Eventually, I crossed under I-87 and entered the park proper. Only issue- I wasn't 100% sold on where I wanted to hike. Since I left my house at 8:30, and it took me four hours to get here, I would have about 4 hours or less of daylight to do a High Peak. My options were Cascade/Porter and Giant Mountain. Thought for a bit, then decided to stick with the shorter mileage and do Giant. I skipped Rocky Peak Ridge due to the limited daylight, but whenever I get to it, I'm going from New Russia. Parked, geared up, locked up, signed in, and boots were on trail around 12:45 PM.
The Ridge (aka Zander Scott) Trail started out with steep switchbacks almost right from the get go, crossing a dry brook bed beforehand. After the last of the switchbacks, the trail crossed some wooded ledges, as well as an open one with a western view. I dipped down a bit, then reached a small pond at a trail junction. I kept right.
About a third of a mile past the junction, I came to a spur path to "The Nubble", which I skipped, again due the short remaining daylight. After the Nubble spur path junction, the trail climbed steeply, then ascended via switchbacks, and I came to the first of numerous open ledges, all of which provided excellent views.
View from ledges on the middle part of the Ridge Trail
Around the first ledges, I saw signs of snow. For the next mile or so, the sides of the trail had a coating, but there was none on the footbed. After the junction with the Roaring Brook Trail 0.7 mile from the top, the snow was everywhere. There was also ice, so on went the microspikes. Which reminds me- I saw so many people without traction of any kind. Hikers everywhere were slipping and sliding all over the damn trail- some on their butts. I can only imagine what it would be like on a nice holiday weekend
. Less than a half mile from the top, I came to two sets of ledges which were the most difficult parts of the hike due to ice cover. Going down them, even with spikes, was quite interesting. Eventually, I got to the junction with the Ridge Trail to Rocky Peak Ridge (someday), and made the short climb to the summit of #71 on the Northeast 115 and #2 on the ADK High Peaks
Unfortunately, the summit was socked in
. There were a couple short breaks where I could see the Great Range and Whiteface/Esther, but the breaks were lickety split, and it was back to fog. Hung around for a bit, then headed back down...
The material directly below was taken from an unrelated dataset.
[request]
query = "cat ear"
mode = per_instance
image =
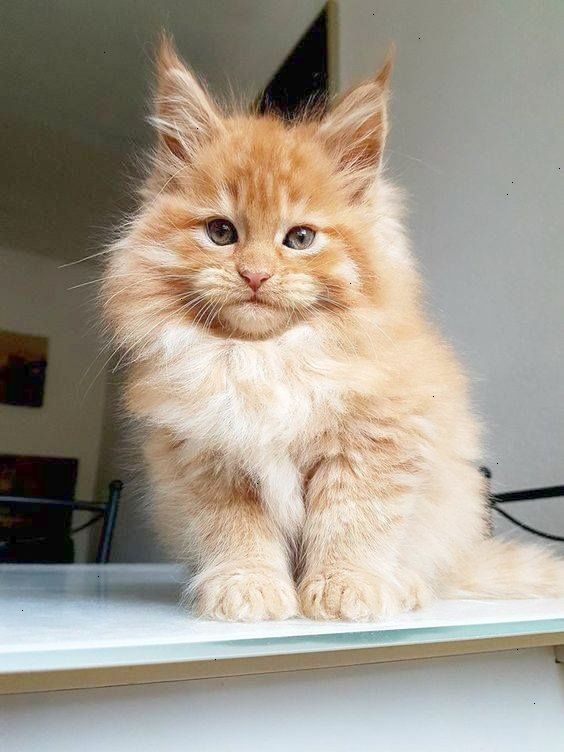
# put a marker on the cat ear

A short break in the clouds provided some brief views
... and then this happened on the open ledges halfway down
Around 4:30 PM, I made it back to the car off NY 73, a little less than 4 hours after starting. 2 hours up, 1.5 down. Not gonna lie, I picked a crappy weather day to do a spur of the moment ADK hike. At least that heaven effect on the mountains made up for it. Ah well, I have 44 more peaks to get it right
. I made it back down before dark, but it got dark almost immediately after leaving the trailhead. If I had gone to RPR, not only would most of the hike down be in darkness, but descending those wet ledges would have been interesting, to say the least. It's a reason to come back
! Roundtrip distance was 6 miles with 3,050 ft. of elevation gain, and it took 3.5 hours not including breaks.
Dunno how many times I'll be back this winter (long drive, short daylight, really long hikes), but if I do come back, it'll be to do some of the shorter ones.